Monday, April 16, 2007

So hard to get back on track!!!!!

Today is the day that I decided enough was enough and we are half way through the day and so far so good. Why is it so hard to get back on track??? I was doing so good for so long and now it seems like it was harder to get motivated again. I actually found myself saying that I didn't care anymore, I will just be fat forever, but I know that's not what I want. I watched the biggest loser last night and I saw Matt win ( we are a few seasons behind here on middle east TV channels)I searched online and read that Matt and Suzy actually got married and had a child together ..how cute, match made in reality TV heaven LOL. Anyway back to be. I weighed in this morning 2 pounds heavier now at 291, only 9 pounds away from the place I vowed that I never wanted to see again. This is the turning point for me( I don't know how many times I said this) but I really WANT to mean it this time. I want to be less than 200 pounds and I know eating whatever I want isn't going to get me here, I want to lose 50 more pounds before the end of the summer, I want to feel good about myself, I want to look in the mirror and not be totally disgusted by what I see. I want to be a health fit fun mom , and be able to run around in the yard and play with my children. I want to be a hot sexy wife that can go in any store and buy a nice outfit and be able to find my size without searching for a store that has FAT people clothes, is this too much to ask for??? Am I being unreal??? Is this ever going to be my reality, I thought that I had crossed these hurdles in my mind before, how in the world did I get back here??? Well I cant look back, I have to move forward and I have to keep working, I cant give up.
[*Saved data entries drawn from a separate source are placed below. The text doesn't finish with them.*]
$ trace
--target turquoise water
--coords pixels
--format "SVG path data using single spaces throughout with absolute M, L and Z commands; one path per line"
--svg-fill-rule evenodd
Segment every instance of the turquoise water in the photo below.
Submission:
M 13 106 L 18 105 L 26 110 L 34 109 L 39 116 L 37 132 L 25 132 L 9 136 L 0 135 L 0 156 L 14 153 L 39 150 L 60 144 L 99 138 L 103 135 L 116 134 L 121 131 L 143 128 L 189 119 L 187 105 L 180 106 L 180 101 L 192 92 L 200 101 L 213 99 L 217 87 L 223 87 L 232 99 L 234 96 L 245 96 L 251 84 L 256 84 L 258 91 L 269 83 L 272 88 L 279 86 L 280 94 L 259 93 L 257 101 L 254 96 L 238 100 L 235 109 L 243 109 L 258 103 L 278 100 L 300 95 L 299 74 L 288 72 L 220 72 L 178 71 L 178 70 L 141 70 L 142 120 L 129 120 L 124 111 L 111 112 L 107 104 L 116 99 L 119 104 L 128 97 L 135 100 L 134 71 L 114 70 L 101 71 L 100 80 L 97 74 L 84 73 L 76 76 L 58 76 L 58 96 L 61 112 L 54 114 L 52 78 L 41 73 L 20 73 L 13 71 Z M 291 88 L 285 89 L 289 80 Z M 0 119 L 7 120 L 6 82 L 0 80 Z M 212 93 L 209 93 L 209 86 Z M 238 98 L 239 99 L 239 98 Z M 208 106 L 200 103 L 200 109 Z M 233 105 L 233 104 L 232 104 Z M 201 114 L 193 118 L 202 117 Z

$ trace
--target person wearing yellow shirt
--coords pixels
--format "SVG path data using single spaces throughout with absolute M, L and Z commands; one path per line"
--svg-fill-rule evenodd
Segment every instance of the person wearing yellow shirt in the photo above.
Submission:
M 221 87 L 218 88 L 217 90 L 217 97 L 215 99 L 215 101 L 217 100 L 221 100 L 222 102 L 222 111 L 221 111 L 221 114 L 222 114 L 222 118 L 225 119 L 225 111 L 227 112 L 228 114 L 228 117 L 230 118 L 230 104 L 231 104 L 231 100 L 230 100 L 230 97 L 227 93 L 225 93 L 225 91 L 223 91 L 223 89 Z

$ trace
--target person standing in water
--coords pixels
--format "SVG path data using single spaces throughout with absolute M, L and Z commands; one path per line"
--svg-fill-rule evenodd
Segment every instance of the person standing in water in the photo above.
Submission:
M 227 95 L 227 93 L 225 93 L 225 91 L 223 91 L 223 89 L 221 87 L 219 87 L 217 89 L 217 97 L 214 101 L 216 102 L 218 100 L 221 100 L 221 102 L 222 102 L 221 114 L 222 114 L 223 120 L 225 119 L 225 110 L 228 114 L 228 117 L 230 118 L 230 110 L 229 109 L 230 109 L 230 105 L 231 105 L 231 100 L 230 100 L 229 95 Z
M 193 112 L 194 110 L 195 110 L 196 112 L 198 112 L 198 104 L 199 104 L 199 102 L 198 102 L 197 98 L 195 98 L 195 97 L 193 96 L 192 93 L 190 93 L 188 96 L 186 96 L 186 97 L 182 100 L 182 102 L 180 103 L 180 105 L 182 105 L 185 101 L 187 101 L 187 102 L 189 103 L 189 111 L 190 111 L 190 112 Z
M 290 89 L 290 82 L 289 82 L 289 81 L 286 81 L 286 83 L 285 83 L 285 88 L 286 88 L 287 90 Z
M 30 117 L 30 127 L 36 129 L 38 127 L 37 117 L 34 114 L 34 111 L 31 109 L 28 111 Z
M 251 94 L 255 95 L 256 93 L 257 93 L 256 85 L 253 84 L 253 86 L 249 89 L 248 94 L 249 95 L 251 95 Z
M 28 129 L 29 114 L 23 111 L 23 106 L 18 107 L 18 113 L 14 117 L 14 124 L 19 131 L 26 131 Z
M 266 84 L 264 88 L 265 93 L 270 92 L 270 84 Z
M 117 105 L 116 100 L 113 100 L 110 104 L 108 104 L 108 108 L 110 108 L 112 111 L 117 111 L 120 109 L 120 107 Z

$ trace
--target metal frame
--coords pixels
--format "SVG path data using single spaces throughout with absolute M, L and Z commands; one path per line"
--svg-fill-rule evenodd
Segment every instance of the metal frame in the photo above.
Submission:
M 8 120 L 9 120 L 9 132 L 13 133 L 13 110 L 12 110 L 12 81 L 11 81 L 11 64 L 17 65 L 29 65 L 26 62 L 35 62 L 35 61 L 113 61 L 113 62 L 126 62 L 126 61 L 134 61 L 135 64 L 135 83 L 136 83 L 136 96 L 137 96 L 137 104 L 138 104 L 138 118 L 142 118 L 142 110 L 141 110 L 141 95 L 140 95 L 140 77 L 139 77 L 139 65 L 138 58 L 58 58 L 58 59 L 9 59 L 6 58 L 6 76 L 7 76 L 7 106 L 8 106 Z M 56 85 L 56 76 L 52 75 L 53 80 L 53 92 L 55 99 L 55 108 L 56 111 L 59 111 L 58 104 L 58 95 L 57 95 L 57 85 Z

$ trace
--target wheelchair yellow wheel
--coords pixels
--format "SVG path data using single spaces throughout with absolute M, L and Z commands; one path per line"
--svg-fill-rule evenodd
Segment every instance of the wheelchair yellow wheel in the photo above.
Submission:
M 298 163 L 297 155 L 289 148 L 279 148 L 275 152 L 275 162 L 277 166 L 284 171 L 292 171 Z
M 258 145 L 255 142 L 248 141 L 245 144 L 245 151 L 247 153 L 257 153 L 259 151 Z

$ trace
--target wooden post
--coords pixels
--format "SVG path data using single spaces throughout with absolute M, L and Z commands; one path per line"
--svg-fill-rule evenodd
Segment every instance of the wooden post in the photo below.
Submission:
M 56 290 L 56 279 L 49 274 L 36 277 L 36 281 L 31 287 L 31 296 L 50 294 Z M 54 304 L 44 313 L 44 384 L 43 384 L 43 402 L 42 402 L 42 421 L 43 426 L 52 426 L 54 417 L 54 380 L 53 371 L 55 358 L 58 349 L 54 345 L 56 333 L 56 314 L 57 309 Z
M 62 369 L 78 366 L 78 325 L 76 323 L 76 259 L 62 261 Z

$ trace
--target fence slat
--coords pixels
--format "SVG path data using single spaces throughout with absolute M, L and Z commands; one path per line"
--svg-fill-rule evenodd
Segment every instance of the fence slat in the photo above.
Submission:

I am not a loser and I know I have the will in me to do this, I just need to ask God to give me more strength, I have to look at myself and figure out where I am going wrong, what am I doing to make this reality that I long for so difficult to achieve. I suppose I need to do some soul searching and get myself spiritually right so that the physical part will fall in sync, I don't know, I am willing to try anything. One thing I know for sure I want to see the scale move the other way and I don't want to have to starve myself to get there.